Save the lime and salt for a quick shot, margaritas or other cocktails, and sip tequila neat to experience its authentic flavour.
Check out our tips for the best way to drink tequila.
The tequila glass
Before you reach for any glass, you need to decide how you enjoy your tequila and which type you prefer. Do you drink it as a shot? Do you like it neat? On the rocks? Do you savour it slowly? Do you prefer a crystal clear Blanco, a well-aged Añejo or cask-finished tequila infused with flavours from the barrel? For those who prefer a shot of young tequila, there are plenty of shot-glass styles. But to fully appreciate the complexity of the tequila, you’ll want a tulip-shaped glass designed to concentrate the aroma. For tequila on the rocks, use either a lowball glass or a single or double rocks glass.
Observe the colour
Each type of tequila is associated with a particular colour. A Blanco tequila has a clear colour, while a Reposado and Añejo have a golden tawny or caramel colour. Extra Añejo – barrel-aged for a minimum of three years – is dark and golden.
Sniff the tequila
Make sure your tequila is as close to the rim as possible by turning the glass on its side. Put your nose near the bottom rim and take a sniff. Do not inhale deeply to oversaturate your nose – only take tiny sniffs. Continue to take in the aromas, this time from the middle of the glass.
Take a tiny sip
Next, take note of what you smell at first. Inhale before you take your first sip. Then, with the tequila in your mouth, inhale through your nose, swallow it over the tongue, and exhale to stimulate your taste buds.

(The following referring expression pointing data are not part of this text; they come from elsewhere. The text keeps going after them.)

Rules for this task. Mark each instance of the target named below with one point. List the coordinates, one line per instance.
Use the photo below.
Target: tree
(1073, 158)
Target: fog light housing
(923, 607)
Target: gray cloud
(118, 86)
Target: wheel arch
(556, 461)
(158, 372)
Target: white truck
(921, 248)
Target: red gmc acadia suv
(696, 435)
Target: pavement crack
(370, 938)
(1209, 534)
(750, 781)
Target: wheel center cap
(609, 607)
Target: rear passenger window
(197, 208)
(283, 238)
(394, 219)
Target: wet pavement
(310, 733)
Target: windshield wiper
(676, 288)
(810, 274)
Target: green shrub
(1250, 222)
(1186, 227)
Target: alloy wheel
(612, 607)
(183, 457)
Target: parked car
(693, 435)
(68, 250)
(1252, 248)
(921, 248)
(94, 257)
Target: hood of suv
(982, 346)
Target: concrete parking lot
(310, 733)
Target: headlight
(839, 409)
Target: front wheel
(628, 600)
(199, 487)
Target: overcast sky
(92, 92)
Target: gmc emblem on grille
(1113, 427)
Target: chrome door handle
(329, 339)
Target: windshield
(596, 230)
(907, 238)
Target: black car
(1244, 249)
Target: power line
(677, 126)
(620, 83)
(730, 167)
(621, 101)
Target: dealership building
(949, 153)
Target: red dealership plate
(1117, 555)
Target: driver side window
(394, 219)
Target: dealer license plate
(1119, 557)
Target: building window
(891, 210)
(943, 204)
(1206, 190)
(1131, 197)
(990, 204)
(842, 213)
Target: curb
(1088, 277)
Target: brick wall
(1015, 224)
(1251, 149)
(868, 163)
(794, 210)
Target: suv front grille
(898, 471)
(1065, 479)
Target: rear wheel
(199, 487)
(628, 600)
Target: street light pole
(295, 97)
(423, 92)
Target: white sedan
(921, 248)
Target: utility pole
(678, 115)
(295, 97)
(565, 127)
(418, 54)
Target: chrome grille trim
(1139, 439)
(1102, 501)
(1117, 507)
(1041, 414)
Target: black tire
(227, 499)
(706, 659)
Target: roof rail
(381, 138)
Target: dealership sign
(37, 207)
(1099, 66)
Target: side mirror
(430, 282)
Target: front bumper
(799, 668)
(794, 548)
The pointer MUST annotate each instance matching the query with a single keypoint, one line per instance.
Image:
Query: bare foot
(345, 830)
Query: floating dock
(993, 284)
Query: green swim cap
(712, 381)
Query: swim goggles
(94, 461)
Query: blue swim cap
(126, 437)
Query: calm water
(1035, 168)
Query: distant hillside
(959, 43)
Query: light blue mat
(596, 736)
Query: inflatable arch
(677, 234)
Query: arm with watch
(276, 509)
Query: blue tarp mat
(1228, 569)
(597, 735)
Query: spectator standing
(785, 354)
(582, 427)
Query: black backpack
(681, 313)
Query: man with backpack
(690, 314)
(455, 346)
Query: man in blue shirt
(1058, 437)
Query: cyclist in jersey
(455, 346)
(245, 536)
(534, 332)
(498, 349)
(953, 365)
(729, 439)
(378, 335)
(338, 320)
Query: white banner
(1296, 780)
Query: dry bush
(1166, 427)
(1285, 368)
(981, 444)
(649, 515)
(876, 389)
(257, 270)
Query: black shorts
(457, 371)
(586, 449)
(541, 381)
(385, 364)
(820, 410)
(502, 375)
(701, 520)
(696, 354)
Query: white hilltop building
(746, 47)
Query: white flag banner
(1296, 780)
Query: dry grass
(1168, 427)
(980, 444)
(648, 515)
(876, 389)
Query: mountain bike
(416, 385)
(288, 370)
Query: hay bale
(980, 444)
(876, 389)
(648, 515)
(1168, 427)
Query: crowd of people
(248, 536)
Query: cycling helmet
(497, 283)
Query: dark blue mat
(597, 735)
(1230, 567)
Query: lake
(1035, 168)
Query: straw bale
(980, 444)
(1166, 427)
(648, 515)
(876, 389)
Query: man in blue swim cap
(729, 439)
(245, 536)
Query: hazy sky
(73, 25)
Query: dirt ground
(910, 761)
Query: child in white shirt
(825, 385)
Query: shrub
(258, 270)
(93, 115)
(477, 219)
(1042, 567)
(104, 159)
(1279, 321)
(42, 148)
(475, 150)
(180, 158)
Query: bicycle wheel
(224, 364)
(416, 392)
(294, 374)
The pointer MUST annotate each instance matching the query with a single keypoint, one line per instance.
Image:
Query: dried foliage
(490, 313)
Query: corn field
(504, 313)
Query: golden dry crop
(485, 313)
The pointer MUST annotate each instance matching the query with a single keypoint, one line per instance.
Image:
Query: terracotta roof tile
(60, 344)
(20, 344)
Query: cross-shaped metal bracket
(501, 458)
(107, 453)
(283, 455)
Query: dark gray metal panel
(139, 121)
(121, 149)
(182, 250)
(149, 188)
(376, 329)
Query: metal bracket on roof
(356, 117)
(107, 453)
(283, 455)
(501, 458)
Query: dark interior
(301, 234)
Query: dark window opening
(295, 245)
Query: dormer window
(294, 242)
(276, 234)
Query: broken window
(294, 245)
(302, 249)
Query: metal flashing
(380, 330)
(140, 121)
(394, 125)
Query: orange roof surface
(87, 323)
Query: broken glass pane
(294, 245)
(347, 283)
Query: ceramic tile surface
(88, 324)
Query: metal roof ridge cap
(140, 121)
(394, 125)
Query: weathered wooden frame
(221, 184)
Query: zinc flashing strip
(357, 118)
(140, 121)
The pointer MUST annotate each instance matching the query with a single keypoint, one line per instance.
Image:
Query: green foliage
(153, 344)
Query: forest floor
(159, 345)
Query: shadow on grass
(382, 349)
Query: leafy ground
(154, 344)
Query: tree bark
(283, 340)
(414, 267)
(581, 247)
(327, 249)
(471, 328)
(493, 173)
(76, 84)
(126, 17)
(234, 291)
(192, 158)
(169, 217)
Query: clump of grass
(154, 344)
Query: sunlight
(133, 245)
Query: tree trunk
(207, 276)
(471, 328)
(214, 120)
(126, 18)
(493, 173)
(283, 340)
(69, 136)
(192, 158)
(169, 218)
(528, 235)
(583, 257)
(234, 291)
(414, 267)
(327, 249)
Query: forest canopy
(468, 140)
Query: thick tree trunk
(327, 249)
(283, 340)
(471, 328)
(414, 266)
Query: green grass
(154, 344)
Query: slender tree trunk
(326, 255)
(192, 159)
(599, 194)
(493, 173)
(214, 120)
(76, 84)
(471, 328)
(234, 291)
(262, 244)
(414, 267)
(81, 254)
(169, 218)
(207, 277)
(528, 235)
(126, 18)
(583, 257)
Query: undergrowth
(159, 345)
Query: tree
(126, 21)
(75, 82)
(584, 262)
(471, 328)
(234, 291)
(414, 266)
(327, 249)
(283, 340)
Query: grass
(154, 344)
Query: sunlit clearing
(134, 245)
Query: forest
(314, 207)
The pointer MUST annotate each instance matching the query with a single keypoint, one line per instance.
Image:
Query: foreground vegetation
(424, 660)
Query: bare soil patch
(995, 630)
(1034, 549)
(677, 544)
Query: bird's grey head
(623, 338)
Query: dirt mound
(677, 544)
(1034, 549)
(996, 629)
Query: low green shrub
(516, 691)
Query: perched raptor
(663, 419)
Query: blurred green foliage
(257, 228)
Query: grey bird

For a proper shot of tequila, you need salt and lime, all in the correct order. Lick the salt off of your hand first, gulp the shot down, and finish by sucking on a wedge of lime.
Partygoers and tourists enjoy this method in Mexico, but tequila connoisseurs recommend drinking it slowly. However, enjoying a tequila shot makes any social event more fun and helps reduce the astringency of the spirit.